In an attempt to eat more protein, I'm trying to get myself to like chicken again. So I made this with ground chicken, but I'm thinking it would be great with tempeh. And I'm sure it would be good with beef, if you're into that sort of thing.
I pieced this together from several recipes on the internet, and settled on this version because it was easy and didn't require many ingredients. This works well for a tired weekday dinner.
Aside from my uncertainty about eating chicken, this was delicious. I'll be making it again with tempeh soon.
The Recipe (serves 2):
1/2 head green leaf lettuce, leaves separated
1/2 lb ground chicken, tempeh, or other protein
1 tb canola oil
1 red onion, chopped
5 cloves garlic, chopped
1 tb fresh ginger, grated
2 tb hoisin sauce
1 tb soy sauce
2 tb rice wine vinegar
1 tb chili-garlic paste
2 ribs celery, minced
4 green onions, sliced
1 tsp sesame oil
- Saute onion in canola oil for 2 minutes. Add chicken and cook about 5 minutes more, until onions are soft and chicken is browned.
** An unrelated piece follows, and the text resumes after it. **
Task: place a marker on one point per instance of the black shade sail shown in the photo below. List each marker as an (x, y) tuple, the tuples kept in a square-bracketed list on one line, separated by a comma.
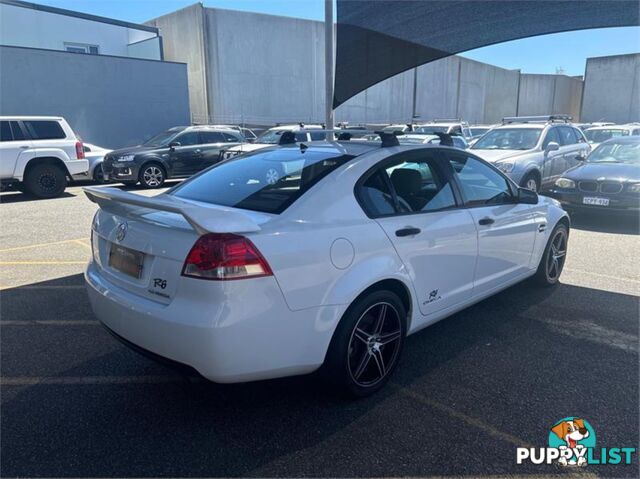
[(381, 38)]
- Add garlic and ginger, stir, and cook 1 minute.
- Add hoisin, soy sauce, vinegar, and chili-garlic paste. Stir well to combine.
- Add celery, green onions, and sesame oil. Stir and turn heat to low. Eat immediately or simmer on low until ready to eat.
The Verdict:
Overall grade: B
Overall reason: A bit too sweet from the hoisin, but tasty and fairly healthy.
Time to prepare: 30 minutes
Husband quote: (He was wrapping big quantities of filling in whole lettuce leaves, while I was breaking off small pieces and wrapping a bite at a time. He was making a gigantic mess.) Jess: "It's like sloppy Joe's without the Joe." Me: "How come my plate is so much neater?" Jess: "I don't know." Me: "It's because I'm breaking off smaller pieces." Jess: "Oh. I didn't know that was an option."